Those of us in the pupil transportation community who have been working to perfect the process of loading and unloading students at school bus stops for the past 40 years or so have been wildly successful, but is there more room for improving safety?
The national school bus loading and unloading fatality survey — now compiled by the Kansas State Department of Education’s School Bus Safety Unit — identified as many as 75 students killed in the loading zone in one year in the early 1970s. Today, the annual number hovers around 10, even though the total number of students transported has more than doubled.
This accomplishment has been a joint effort of school bus driver and student training and equipment improvements. (Efforts to change the behavior of other motorists have not been so successful.) School buses are equipped with stop arms, crossing gates, improved mirror systems, eight-light warning systems, and radically redesigned hoods that create exceptional visibility.
The federal CDL supplement, the National Congress on School Transportation, the National Highway Traffic Safety Administration’s driver in-service, the National Safety Council, and the training programs of major contractors as well as many states — the latest being North Carolina — are integrating driver signals to children as a part of the safe crossing process.
If zero fatalities and injuries is the ultimate goal, then this success leads us to ask, “What’s next?” The expert witness work that I do gives me an insight into what is going wrong out there in the yellow bus world.
Common cases
One recent trend that I have observed is missed bus stops, which are planned stops that don’t happen for one reason or another.
Often the child misses the bus because he or she is late to the stop or the driver is early. Sometimes the driver just misses the stop — maybe it was the first day for that pickup, or the child often isn’t there. Whatever the reason, the stop doesn’t happen the way it was planned.
What happens next is anybody’s guess, because we haven’t given our drivers and students any training about what to do. The only counsel I have seen is direction to the driver to not back up at the stop, but to instead go around the block.
Backing has obvious dangers, but it has not been a part of any of the scenarios I have become familiar with. Going around the block can be a simple solution in some areas, but it can be very complicated in many situations.

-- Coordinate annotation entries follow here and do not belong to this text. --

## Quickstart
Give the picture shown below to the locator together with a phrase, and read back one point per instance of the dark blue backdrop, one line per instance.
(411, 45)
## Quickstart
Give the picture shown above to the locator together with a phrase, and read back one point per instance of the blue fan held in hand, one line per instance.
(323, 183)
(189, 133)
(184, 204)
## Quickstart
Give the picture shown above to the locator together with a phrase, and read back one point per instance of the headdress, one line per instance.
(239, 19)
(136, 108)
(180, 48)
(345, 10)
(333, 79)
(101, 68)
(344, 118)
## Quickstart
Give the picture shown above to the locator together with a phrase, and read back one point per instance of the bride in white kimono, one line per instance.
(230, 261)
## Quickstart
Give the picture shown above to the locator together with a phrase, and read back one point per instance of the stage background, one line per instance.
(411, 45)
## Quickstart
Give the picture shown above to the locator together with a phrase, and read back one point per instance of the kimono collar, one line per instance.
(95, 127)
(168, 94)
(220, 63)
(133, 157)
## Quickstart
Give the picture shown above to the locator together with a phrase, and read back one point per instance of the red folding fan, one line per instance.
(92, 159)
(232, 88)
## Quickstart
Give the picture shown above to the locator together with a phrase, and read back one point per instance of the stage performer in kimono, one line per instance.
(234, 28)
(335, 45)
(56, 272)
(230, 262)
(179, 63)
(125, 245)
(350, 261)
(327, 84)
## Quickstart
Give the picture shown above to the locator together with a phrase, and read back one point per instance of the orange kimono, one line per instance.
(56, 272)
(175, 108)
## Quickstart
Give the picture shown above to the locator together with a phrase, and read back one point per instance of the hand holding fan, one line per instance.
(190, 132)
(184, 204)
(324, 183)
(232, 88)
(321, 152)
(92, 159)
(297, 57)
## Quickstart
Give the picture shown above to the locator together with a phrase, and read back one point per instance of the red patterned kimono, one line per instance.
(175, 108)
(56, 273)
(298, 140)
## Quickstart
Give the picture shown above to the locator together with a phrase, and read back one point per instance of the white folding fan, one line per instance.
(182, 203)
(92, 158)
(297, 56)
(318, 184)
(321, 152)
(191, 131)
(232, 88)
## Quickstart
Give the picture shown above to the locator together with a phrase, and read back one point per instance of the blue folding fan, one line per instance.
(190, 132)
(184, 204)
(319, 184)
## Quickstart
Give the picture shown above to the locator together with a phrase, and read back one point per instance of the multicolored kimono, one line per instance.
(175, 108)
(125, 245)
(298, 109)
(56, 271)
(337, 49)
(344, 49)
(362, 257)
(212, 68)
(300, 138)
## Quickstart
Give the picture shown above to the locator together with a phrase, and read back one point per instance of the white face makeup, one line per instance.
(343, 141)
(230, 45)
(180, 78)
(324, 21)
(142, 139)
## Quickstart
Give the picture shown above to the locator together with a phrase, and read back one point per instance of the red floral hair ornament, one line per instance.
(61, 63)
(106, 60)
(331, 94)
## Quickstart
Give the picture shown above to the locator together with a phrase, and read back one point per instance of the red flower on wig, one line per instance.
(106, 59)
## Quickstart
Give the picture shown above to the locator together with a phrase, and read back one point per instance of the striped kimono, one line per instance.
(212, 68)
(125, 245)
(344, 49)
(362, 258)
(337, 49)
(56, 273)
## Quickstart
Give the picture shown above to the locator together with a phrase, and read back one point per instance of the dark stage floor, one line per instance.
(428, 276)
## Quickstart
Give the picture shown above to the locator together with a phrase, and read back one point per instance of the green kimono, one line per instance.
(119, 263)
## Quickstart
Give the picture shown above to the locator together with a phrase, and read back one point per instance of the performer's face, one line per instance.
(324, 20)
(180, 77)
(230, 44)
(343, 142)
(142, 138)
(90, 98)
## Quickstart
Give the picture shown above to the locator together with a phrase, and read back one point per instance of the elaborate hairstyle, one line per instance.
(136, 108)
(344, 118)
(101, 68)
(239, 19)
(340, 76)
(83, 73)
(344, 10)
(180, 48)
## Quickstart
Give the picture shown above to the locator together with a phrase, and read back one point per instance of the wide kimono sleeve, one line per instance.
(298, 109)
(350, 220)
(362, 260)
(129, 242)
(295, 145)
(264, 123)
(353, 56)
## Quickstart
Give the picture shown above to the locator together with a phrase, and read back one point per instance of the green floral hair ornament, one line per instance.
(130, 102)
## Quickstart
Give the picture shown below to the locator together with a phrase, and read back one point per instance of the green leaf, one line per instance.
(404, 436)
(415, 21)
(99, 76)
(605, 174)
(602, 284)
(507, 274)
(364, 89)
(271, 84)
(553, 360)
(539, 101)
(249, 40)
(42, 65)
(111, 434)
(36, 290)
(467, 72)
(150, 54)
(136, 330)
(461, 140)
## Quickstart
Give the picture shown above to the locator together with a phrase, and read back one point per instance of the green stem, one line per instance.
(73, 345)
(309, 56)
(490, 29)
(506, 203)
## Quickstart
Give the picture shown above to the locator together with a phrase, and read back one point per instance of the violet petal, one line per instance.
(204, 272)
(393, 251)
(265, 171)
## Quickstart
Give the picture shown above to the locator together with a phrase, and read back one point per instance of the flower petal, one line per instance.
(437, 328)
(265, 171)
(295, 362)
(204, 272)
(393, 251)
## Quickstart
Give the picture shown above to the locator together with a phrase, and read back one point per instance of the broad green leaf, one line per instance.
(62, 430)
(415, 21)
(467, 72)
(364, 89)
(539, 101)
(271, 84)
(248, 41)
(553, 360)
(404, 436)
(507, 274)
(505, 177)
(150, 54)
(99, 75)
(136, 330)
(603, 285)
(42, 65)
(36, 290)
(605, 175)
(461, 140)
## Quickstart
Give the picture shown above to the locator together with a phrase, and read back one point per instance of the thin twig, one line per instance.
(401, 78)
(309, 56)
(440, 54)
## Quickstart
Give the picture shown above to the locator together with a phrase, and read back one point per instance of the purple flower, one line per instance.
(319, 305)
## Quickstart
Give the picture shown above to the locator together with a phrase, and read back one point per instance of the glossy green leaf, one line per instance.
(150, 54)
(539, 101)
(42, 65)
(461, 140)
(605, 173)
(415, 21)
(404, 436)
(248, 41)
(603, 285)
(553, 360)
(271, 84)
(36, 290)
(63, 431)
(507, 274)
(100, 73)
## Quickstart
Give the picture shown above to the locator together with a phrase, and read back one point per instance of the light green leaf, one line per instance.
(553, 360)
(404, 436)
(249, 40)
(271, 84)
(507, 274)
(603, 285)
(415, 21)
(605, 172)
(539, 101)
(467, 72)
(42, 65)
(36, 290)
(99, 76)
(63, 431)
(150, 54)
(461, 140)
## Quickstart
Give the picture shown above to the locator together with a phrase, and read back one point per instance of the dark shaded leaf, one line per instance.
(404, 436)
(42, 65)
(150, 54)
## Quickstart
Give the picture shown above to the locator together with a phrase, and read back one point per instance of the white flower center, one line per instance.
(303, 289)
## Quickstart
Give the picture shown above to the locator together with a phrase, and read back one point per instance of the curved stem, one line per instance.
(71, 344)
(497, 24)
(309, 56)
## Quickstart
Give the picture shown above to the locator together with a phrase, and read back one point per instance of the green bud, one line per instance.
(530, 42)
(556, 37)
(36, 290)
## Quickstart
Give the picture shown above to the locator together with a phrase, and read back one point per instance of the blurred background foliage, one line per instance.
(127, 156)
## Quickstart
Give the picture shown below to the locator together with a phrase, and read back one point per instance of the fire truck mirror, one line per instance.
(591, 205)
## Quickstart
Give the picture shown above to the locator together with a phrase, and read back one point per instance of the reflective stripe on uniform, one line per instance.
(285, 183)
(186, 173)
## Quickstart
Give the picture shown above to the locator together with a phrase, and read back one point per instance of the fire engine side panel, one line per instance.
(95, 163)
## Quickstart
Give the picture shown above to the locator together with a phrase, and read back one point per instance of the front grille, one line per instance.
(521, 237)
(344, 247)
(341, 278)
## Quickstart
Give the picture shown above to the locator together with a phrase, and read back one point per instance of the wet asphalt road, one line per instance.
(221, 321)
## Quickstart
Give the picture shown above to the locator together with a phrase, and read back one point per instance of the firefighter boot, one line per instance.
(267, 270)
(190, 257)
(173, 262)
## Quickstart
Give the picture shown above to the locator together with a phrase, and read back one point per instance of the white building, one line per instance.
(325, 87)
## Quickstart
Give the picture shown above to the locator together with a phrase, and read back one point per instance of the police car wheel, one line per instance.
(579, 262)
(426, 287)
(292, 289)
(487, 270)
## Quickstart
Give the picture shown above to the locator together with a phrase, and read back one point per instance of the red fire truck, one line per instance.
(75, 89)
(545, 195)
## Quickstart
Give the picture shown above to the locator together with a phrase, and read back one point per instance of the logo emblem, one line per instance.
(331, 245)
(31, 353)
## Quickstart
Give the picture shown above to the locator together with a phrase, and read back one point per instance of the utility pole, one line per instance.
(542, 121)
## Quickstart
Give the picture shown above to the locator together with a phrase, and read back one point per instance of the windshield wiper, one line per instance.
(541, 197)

In the cases for which I was an expert witness, students were struck by another motorist. The three variations that lead to such a crash are:
• A student was running late and crossed the street to get to a neighborhood stop or to a stop farther along the route, and the school bus was not even in sight.
• The school bus was returning to the stop, and neither the student nor the driver had a plan for how they would negotiate that pickup.
• Students were going to a “makeup” bus stop that the school bus driver created because he or she was sorry for the kids missing the bus.
Here’s a closer look at those three types of scenarios and the risks they present.
1. The student rushing to the next stop
For the student rushing to another school bus stop who is struck crossing a road, there needs to be a plan for her to get to school if she misses the bus, because it is her fear of missing the bus that is making her abandon her normal pedestrian skills.
Of course, this means the school also has to have a plan. Is there a number that can be called to have a bus swing back by and pick up the student? Has that number been disseminated to parents and students?
What are your policies and procedures for this situation? Is there a “What to do if your child misses the bus” section in your transportation information that is shared with parents at the beginning of the school year?
I’m not suggesting that you open a taxi service. If children miss the bus regularly, then conversations need to take place and consequences need to be enforced. But the bottom line is that if there isn’t a plan that has been disseminated to students, parents, and drivers, then your school bus driver might make up his or her own plan, which is seldom a good idea.
There needs to be a plan for the student to get to school if she misses the bus, because it is her fear of missing the bus that is making her abandon her normal pedestrian skills.